No tenía ganas de oír a Mespolet. Me diría con tono plañidero lo que dicen todos y que, en cierto modo, es bastante cierto. Que no podía hacer otra cosa, era un funcionario, cumplía órdenes. Que procediesen del mariscal Pétain o del general De Gaulle, eso no importaba, debía obedecer y no sabía hacer otra cosa. Que había sido duro cambiar de amo, pasar del petainismo durante la Ocupación al sovietismo de la Liberación, cuando hubo que escapar de la depuración y ésa era la mejor manera, antes de reconvertirse al gaullismo de los años cincuenta. Ya me sabía el discursito: así es la vida, consiste en adaptarse a los cambios. Por un Camus que resistió realmente, ¿cuántos Sartre o Gide no se creyeron viento siendo veletas?

Tampoco tenía ganas de cruzarme con la mirada de Mespolet.
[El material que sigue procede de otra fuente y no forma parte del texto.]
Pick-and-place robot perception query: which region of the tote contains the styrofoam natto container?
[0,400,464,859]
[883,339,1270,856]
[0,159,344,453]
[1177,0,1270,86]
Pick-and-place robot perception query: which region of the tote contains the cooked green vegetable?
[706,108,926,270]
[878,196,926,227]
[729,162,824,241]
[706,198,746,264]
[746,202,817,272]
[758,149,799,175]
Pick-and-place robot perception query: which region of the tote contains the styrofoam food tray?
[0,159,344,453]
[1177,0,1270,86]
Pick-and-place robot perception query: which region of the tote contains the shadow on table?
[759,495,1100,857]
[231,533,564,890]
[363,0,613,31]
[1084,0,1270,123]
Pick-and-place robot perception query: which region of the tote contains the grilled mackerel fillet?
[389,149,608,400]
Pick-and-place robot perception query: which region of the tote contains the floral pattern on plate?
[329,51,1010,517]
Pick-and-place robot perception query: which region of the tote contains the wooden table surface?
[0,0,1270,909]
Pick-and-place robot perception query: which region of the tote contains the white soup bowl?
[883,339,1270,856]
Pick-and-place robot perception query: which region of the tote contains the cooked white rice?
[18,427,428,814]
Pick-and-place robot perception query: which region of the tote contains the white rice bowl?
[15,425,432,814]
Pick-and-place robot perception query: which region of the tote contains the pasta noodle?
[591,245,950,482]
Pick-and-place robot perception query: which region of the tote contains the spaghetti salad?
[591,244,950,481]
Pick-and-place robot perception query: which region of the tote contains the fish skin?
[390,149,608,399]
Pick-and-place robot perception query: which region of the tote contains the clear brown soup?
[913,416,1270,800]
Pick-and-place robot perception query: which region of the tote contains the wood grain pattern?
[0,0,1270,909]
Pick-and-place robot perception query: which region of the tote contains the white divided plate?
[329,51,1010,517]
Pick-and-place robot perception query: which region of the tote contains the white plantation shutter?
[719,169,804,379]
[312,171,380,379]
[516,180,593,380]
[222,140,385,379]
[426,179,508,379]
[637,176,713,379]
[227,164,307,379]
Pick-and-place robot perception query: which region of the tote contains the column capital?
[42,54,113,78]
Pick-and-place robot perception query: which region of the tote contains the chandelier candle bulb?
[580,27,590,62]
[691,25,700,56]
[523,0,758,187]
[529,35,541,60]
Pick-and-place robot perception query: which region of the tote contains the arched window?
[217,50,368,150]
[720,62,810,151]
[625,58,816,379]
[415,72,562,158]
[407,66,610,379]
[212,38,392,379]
Jacky, mi amigo mafioso de Marsella, me ha dicho muchas veces que los malhechores evitan siempre mirar a los ojos de los que van a matar, por miedo a ablandarse antes de disparar. Así que no encendí la luz cuando estampé siete balas de plomo en el cuerpo del prefecto de policía con mi Walther PPK, a la que había añadido un silenciador para la ocasión.

Tras dejar libre al perro volví a Marsella, el corazón aliviado, escuchando la Novena sinfonía de Beethoven que había puesto a todo volumen para celebrar mi último muerto.